Camil used the sheer nylon of women’s pantyhose to create Velo Revelo (2020), a more than fifty-foot-long curtain that partially covers both an internal window that looks into the Clark’s library and conceals a scale reproduction of a painting she selected from the Clark’s collection. The sculpture modifies the formal, public, and institutional architecture of the Manton Reading Room to evoke intimacy, domesticity, and femininity. For Camil, the range of skin-toned colors used in stockings also invites questions of identity and self-presentation. She chose Giovanni Boldini’s (Italian, 1842–1931) Young Woman Crocheting (1875), which depicts craft as leisure, to be seen through the curtain, as much for its focus on the subjectivity of the sitter as for the richly handled fabrics depicted surrounding her.

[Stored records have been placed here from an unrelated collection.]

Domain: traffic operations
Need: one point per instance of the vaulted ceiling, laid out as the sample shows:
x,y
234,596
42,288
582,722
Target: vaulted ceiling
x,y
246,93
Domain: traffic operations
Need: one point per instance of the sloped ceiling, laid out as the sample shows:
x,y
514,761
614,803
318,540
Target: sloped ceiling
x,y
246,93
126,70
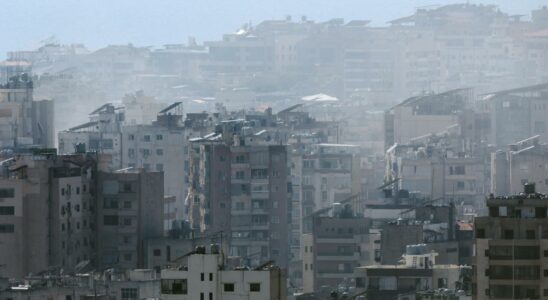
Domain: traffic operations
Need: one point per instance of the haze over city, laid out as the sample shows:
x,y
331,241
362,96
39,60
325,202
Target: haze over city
x,y
150,23
301,150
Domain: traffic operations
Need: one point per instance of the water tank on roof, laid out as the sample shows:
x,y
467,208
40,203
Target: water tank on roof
x,y
214,248
200,249
529,188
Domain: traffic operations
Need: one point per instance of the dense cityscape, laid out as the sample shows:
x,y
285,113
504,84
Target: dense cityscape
x,y
291,159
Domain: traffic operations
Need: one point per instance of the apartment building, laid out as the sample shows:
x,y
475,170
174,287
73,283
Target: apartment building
x,y
239,185
46,213
110,284
336,245
129,211
102,134
205,277
161,147
517,114
330,173
523,162
440,168
417,271
422,115
24,122
511,249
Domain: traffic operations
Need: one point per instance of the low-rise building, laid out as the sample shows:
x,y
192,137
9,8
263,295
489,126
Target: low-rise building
x,y
523,162
205,277
102,134
511,249
336,245
130,211
417,271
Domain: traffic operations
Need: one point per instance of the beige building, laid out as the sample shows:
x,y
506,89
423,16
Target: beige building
x,y
129,211
102,134
24,122
336,246
523,162
417,271
239,185
46,213
511,249
422,115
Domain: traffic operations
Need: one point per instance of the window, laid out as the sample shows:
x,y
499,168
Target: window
x,y
7,210
7,193
255,287
7,228
526,252
129,294
228,287
442,283
174,286
126,187
107,144
109,203
539,127
110,220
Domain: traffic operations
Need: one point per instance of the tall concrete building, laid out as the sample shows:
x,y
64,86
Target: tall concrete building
x,y
511,248
239,185
130,210
336,245
24,122
161,147
47,215
102,134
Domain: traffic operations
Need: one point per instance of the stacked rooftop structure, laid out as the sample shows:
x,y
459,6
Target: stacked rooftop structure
x,y
510,247
239,185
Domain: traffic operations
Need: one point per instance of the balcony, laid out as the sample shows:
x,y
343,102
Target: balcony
x,y
338,256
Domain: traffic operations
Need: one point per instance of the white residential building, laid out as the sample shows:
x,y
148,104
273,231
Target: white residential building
x,y
205,278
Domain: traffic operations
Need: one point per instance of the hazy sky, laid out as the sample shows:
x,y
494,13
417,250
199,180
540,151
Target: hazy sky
x,y
96,23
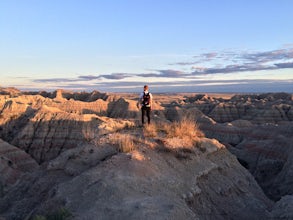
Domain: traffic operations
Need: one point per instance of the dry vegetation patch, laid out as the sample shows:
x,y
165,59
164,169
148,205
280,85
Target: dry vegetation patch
x,y
124,142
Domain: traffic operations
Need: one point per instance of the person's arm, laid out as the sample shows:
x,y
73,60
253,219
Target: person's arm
x,y
151,100
139,100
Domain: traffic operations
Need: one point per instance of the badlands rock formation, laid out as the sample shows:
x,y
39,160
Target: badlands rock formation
x,y
83,155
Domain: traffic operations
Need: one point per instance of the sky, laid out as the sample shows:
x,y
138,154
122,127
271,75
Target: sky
x,y
121,45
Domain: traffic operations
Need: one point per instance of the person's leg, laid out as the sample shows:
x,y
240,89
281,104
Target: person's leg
x,y
142,114
149,115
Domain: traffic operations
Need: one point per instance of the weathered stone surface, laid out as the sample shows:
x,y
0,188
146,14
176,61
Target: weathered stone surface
x,y
81,169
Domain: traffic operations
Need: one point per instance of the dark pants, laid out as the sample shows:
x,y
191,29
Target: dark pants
x,y
145,111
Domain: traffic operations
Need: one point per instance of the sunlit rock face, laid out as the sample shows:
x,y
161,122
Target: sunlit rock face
x,y
59,151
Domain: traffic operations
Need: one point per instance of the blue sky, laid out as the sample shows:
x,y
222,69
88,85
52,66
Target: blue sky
x,y
174,46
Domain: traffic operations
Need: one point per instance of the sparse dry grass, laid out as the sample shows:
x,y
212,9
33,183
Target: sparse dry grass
x,y
150,130
185,129
124,142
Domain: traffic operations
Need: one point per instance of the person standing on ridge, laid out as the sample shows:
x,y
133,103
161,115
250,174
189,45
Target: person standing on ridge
x,y
145,100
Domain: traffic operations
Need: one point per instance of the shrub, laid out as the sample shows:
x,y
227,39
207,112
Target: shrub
x,y
150,130
124,142
186,128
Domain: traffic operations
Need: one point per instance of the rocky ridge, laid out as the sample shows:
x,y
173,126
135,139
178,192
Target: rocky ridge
x,y
72,161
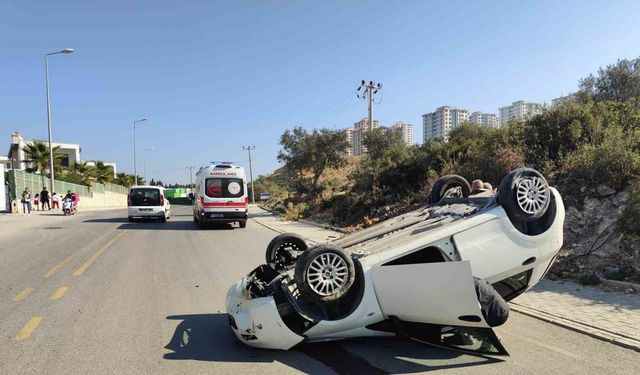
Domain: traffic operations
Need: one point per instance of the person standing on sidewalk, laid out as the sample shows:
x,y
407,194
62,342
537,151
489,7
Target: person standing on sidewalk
x,y
26,201
55,200
44,198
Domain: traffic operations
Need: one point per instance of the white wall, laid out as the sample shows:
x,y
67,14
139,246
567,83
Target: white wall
x,y
3,189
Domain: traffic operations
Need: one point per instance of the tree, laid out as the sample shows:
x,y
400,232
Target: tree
x,y
103,173
307,155
37,153
618,82
86,172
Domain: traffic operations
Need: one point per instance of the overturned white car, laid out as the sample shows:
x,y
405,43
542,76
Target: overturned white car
x,y
440,274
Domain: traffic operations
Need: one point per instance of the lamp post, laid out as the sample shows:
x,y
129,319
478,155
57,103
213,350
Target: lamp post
x,y
144,163
135,166
46,76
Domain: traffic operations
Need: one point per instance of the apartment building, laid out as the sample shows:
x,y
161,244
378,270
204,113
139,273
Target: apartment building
x,y
405,130
564,99
348,133
484,119
357,135
438,124
519,110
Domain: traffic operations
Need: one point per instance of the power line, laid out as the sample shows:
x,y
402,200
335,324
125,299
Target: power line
x,y
368,91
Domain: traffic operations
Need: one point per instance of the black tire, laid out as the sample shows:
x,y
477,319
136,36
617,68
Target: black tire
x,y
283,251
313,257
444,184
522,200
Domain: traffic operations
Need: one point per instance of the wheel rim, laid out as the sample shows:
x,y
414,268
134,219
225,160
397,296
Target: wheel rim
x,y
327,274
531,194
453,191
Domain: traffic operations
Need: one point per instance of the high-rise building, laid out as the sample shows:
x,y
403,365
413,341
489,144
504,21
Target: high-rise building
x,y
484,119
564,99
405,129
438,124
348,133
519,110
358,135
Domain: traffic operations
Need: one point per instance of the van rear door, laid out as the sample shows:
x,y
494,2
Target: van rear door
x,y
225,192
145,197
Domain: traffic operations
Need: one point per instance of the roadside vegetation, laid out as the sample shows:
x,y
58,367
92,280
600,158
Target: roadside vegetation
x,y
589,142
83,173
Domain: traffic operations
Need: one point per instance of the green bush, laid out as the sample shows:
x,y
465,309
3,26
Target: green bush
x,y
294,212
630,220
613,162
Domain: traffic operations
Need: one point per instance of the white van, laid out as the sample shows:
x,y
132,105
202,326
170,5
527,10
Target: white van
x,y
148,202
220,195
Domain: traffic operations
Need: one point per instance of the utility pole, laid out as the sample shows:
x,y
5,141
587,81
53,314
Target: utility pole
x,y
368,90
253,193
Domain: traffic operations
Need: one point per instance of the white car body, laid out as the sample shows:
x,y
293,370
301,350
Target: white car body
x,y
475,238
148,202
221,194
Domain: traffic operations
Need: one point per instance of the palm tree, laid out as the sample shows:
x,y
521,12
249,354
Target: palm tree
x,y
104,173
86,172
37,153
123,179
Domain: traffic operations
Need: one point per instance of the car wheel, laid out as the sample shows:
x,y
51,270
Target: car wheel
x,y
524,194
449,186
324,273
284,250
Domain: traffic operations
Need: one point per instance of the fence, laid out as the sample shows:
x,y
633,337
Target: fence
x,y
98,195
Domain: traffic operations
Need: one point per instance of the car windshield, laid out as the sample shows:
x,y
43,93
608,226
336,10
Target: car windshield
x,y
145,197
224,187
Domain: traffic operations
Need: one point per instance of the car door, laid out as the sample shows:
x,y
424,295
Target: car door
x,y
437,293
496,249
436,304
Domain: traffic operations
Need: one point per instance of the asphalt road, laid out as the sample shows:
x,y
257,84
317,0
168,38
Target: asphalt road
x,y
94,294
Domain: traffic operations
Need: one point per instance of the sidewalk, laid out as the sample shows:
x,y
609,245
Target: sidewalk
x,y
606,315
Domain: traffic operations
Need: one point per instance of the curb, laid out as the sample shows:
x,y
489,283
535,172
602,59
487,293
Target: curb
x,y
606,282
323,226
588,330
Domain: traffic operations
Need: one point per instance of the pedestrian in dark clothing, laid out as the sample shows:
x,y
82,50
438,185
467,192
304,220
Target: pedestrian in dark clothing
x,y
44,198
26,201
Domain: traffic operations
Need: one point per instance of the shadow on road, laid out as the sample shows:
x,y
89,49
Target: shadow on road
x,y
154,224
207,337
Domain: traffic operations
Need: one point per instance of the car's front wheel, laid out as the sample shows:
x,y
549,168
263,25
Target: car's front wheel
x,y
284,250
324,273
524,194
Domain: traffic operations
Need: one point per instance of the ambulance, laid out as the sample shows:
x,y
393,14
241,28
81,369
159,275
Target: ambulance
x,y
220,195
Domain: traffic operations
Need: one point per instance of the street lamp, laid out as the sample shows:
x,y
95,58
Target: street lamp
x,y
46,75
135,166
144,163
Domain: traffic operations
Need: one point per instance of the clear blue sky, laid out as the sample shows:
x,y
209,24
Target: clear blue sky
x,y
215,76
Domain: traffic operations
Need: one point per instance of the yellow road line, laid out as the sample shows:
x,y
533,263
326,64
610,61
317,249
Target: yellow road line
x,y
24,293
61,265
95,256
60,292
28,328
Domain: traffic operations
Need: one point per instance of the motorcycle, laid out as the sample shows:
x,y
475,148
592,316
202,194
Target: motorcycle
x,y
68,208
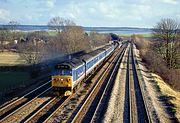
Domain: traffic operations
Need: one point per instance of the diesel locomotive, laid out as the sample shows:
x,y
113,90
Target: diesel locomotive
x,y
67,76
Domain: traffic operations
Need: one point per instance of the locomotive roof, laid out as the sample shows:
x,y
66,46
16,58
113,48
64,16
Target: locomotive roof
x,y
73,63
107,46
92,54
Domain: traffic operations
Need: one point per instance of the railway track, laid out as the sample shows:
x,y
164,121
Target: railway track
x,y
71,103
25,110
96,99
137,110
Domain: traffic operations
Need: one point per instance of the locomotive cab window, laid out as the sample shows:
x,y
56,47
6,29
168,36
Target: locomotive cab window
x,y
65,72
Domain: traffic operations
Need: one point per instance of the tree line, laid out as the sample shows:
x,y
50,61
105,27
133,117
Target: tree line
x,y
63,37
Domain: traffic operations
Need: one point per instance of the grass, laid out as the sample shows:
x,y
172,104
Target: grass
x,y
166,90
10,58
12,79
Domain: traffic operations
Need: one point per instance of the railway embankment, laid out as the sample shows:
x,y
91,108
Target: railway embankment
x,y
165,95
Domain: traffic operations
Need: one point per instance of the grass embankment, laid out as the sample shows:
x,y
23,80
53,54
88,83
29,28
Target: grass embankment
x,y
169,92
170,88
12,79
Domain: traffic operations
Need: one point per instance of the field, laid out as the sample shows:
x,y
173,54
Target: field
x,y
10,79
10,58
145,35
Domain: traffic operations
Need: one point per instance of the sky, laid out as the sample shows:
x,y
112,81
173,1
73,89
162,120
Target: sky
x,y
106,13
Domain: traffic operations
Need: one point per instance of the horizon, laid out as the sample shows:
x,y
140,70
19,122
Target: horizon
x,y
94,13
83,26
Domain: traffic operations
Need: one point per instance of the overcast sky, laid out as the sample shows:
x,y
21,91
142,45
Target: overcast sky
x,y
121,13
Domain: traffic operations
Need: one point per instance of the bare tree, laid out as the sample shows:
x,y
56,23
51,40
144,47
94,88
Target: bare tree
x,y
12,26
166,31
58,23
4,36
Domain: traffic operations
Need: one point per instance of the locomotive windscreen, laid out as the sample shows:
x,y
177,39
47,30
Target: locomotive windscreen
x,y
60,66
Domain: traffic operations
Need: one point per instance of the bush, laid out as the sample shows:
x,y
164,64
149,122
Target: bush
x,y
156,63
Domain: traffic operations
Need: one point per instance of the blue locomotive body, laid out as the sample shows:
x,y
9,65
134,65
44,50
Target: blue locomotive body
x,y
70,74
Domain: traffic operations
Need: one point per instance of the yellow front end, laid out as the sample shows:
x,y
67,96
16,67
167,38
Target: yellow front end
x,y
62,85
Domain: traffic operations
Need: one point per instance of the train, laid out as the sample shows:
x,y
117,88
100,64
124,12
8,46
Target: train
x,y
68,75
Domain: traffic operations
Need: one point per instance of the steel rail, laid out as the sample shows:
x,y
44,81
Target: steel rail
x,y
147,115
95,116
91,94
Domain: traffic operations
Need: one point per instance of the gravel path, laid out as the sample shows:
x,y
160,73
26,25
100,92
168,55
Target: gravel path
x,y
156,109
115,110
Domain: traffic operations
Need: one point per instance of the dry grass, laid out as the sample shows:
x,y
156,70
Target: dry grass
x,y
169,92
10,58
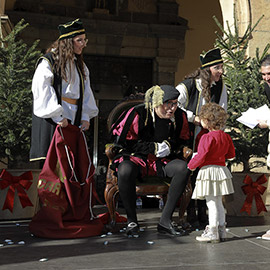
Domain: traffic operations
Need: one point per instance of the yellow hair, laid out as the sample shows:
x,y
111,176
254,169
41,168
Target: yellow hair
x,y
156,94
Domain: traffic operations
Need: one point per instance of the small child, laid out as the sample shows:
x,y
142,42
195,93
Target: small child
x,y
214,179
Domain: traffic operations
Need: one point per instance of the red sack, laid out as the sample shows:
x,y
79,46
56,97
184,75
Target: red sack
x,y
66,189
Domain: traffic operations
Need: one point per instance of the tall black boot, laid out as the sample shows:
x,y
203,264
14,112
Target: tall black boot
x,y
202,215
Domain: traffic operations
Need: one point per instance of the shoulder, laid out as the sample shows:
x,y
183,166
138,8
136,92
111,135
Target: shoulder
x,y
48,59
188,82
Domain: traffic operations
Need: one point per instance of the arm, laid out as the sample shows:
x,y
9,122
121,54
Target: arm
x,y
203,149
45,103
223,98
89,109
231,150
183,100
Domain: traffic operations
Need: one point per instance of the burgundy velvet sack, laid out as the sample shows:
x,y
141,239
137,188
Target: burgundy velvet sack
x,y
66,189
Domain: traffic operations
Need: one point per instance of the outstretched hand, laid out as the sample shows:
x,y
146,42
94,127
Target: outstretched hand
x,y
84,125
63,123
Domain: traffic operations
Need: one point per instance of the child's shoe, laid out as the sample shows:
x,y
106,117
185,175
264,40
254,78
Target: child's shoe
x,y
210,234
266,236
222,232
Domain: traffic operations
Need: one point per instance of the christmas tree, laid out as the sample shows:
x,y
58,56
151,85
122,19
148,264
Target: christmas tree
x,y
17,63
244,84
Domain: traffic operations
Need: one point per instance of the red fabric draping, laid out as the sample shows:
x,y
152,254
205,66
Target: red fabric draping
x,y
254,190
66,189
19,183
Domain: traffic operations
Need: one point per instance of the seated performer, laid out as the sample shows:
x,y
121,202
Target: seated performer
x,y
150,137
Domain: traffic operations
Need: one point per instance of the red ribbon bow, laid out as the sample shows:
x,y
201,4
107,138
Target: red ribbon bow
x,y
254,189
21,183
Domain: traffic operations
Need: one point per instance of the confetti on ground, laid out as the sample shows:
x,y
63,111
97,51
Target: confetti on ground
x,y
43,260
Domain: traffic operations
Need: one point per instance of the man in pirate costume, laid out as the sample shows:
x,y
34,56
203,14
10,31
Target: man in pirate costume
x,y
150,137
198,88
61,89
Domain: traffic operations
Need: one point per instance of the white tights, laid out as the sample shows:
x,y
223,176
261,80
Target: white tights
x,y
216,212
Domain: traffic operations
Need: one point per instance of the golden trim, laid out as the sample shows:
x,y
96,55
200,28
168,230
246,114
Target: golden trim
x,y
70,100
212,62
72,33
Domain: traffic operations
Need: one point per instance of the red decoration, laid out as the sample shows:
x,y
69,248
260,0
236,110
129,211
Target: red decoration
x,y
19,183
254,189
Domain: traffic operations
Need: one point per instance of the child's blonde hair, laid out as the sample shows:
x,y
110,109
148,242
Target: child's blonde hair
x,y
214,114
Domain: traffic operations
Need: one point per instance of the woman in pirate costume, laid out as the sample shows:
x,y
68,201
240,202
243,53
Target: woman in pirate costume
x,y
61,89
204,85
150,137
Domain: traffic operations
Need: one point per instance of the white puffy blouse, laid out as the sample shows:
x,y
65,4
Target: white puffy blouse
x,y
45,103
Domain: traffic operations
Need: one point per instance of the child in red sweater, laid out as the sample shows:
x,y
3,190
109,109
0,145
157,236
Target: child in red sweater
x,y
214,179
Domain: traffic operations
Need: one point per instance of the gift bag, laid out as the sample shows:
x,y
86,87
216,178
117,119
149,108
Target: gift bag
x,y
66,189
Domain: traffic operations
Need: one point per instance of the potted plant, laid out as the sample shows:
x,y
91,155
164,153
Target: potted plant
x,y
245,90
17,63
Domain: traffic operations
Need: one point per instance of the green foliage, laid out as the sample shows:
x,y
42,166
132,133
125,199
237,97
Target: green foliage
x,y
245,89
17,63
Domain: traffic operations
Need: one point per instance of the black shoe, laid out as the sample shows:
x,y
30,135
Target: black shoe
x,y
171,230
191,216
132,229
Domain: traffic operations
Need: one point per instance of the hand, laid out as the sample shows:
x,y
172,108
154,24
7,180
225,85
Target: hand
x,y
163,149
84,125
262,124
63,123
197,121
192,169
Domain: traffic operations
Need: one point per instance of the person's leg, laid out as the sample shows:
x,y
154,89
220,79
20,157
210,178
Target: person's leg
x,y
127,174
221,219
211,202
202,216
211,231
191,209
177,170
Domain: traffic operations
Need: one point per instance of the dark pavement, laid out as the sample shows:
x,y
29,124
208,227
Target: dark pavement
x,y
243,250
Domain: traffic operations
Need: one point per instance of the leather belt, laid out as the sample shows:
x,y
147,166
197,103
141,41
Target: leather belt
x,y
70,100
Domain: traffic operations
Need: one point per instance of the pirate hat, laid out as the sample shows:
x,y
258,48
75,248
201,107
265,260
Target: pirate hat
x,y
211,58
71,29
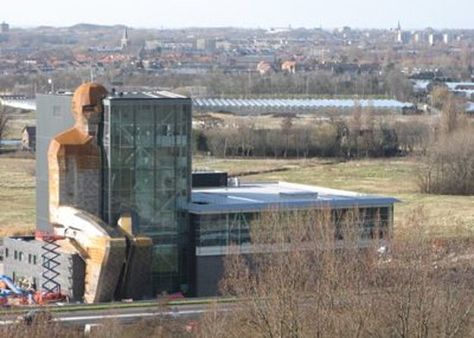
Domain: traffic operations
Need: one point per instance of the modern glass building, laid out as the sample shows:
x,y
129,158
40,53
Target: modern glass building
x,y
147,174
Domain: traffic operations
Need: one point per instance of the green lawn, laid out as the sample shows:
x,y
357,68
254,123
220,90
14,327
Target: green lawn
x,y
445,215
17,196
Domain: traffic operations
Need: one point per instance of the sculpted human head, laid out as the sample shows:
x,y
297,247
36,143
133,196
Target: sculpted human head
x,y
87,106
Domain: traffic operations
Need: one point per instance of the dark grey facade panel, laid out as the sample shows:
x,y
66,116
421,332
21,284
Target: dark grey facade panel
x,y
53,116
209,271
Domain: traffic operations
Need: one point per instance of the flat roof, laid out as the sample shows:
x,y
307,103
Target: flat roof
x,y
252,197
144,95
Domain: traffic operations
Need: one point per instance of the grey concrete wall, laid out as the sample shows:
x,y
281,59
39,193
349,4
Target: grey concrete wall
x,y
71,266
53,116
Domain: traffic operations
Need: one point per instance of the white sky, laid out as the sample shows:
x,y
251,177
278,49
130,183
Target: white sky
x,y
242,13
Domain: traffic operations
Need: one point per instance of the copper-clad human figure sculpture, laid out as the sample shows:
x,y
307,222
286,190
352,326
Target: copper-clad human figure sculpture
x,y
74,159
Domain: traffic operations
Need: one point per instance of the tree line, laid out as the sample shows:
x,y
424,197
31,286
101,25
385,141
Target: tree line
x,y
357,137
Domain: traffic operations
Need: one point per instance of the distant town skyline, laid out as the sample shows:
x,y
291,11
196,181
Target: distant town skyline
x,y
416,14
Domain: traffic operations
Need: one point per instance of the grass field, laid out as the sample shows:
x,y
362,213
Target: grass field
x,y
17,195
18,120
446,215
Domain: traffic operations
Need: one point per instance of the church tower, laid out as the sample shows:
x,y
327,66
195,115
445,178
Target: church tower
x,y
125,42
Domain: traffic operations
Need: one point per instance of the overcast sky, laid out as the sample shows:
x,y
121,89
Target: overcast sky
x,y
242,13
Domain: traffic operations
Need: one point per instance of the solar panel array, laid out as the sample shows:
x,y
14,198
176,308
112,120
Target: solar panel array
x,y
302,105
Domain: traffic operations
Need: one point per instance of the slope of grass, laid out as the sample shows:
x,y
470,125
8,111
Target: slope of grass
x,y
17,196
445,215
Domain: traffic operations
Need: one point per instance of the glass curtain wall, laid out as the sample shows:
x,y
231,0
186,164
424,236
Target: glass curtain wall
x,y
147,175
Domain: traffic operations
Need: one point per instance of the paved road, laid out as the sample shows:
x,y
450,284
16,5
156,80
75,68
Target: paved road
x,y
125,315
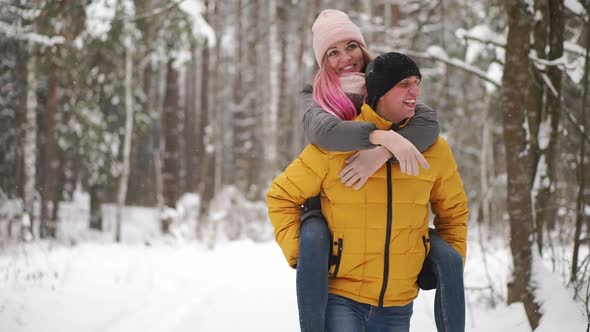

The original painting is currently on view in the Clark’s permanent collection galleries.

Telluride Tunic (2015) and Valparaiso Green Cloak for Three (2016), two sculptures from Camil’s “Skins” series, are presented in the lower level of the Clark Center. These monumental, garment-like forms, made of castoff fabric from textile factories, draw parallels between traditional Mexican craft and the modernist American paintings of Frank Stella. Telluride Tunic borrows its title and color from Frank Stella’s 1962 Telluride, a T-shaped canvas in his “Copper Paintings” series. Noting the similar shape and geometric patterning of Stella’s painting and garments like the poncho or serape, Camil collaborated with fashion designer Erin Lewis and seamstress Virginia Juarez to reimagine Telluride in cloth. Similar to Telluride Tunic, Valparaiso Green Cloak for Three (2016) references the methodical geometry of Stella and traditional Mexican dress but adds colorful, seemingly painterly printing errors on the fabric as a gestural counterpoint to Stella’s matter-of-fact minimalism. Intentionally oversized to fit multiple people, it is also an object that implies a performance.

Research assistance for the project was provided by Mariana Fernandez, curatorial intern and graduate student in the Williams Graduate Program in the History of Art. Pia Camil’s work is courtesy of the artist and Blum & Poe, Los Angeles/New York/Tokyo.

Pia Camil lives and works in Mexico City, and studied at the Rhode Island School of Design and the Slade School of Fine Art in London. Her practice is research-driven and collaborative, and her mediarange from found and hand-dyed fabric to ceramics, video, and performance. Camil’s work  was recently presented in solo exhibitions at the Guggenheim Museum, Queens Museum, Museo Universitario del Chopo, Nottingham Contemporary, and Contemporary Arts Center, Cincinnati.